Within moments they're suspended in midair in front of the stage at Woodstock—two days in the past and half a kilometer away from where their past selves are are currently walking hand in hand through the crowd. He opens the front door of the TARDIS and moves back, letting Janis have the honours of the first view outside. Janis steps forward slowly, her hands clutching the doorframe as if for balance. He smiles—he loves this part, seeing new friends find their own magic in the universe, helping to push them away from the confines of little the blue and green ball they call home. It's moments like these he remembers why he always loved traveling with companions in the first place—they were always brilliant, always helped him save the world of course—but he was the Time Lord and it fell to him to show them their ability to be so brilliant. Not ever as brilliant as him, of course, but even so.
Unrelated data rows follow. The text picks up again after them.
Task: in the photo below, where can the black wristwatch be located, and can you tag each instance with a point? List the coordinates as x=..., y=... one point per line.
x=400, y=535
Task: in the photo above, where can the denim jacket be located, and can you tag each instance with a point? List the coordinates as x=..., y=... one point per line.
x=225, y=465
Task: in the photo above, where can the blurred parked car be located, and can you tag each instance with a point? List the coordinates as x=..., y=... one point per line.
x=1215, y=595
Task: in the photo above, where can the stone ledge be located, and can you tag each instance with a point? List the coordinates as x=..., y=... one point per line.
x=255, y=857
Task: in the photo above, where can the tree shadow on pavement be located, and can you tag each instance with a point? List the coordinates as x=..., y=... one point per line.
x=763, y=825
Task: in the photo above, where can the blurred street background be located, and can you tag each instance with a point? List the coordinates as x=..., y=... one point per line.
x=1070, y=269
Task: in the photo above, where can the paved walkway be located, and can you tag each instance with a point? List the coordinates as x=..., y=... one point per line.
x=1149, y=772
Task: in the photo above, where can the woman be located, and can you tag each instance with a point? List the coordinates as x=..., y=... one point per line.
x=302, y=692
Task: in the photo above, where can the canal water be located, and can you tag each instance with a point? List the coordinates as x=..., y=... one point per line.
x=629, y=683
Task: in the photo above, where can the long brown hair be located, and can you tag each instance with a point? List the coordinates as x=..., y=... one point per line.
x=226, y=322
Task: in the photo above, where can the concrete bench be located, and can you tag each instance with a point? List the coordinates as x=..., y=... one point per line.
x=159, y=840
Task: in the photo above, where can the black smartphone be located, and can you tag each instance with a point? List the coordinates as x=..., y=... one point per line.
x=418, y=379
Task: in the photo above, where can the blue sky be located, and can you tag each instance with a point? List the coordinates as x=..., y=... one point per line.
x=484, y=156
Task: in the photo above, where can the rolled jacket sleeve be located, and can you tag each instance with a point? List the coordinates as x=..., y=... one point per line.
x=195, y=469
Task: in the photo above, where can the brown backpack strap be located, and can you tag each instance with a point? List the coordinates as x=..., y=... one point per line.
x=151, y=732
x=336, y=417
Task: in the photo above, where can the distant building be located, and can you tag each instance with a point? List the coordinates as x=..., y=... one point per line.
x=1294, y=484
He swallows, hoping not for the first time that evening that the singer before him has a long, long life in which to continue to shine.
Janis's eyes dance, enchanted with the sight before her. Her gaze is riveted on the stage, and after a moment she turns to him and Rose with a chuckle.
"Damn. Damn!" she says over a laugh.
"Like it, then?" he grins back at her.
Janis doesn't answer at first—not in words at least—but the hazy, awestruck look on her face is answer enough, and he smiles. She plops down, her calves dangling over the edge, watching the crowds dance and sway beneath her.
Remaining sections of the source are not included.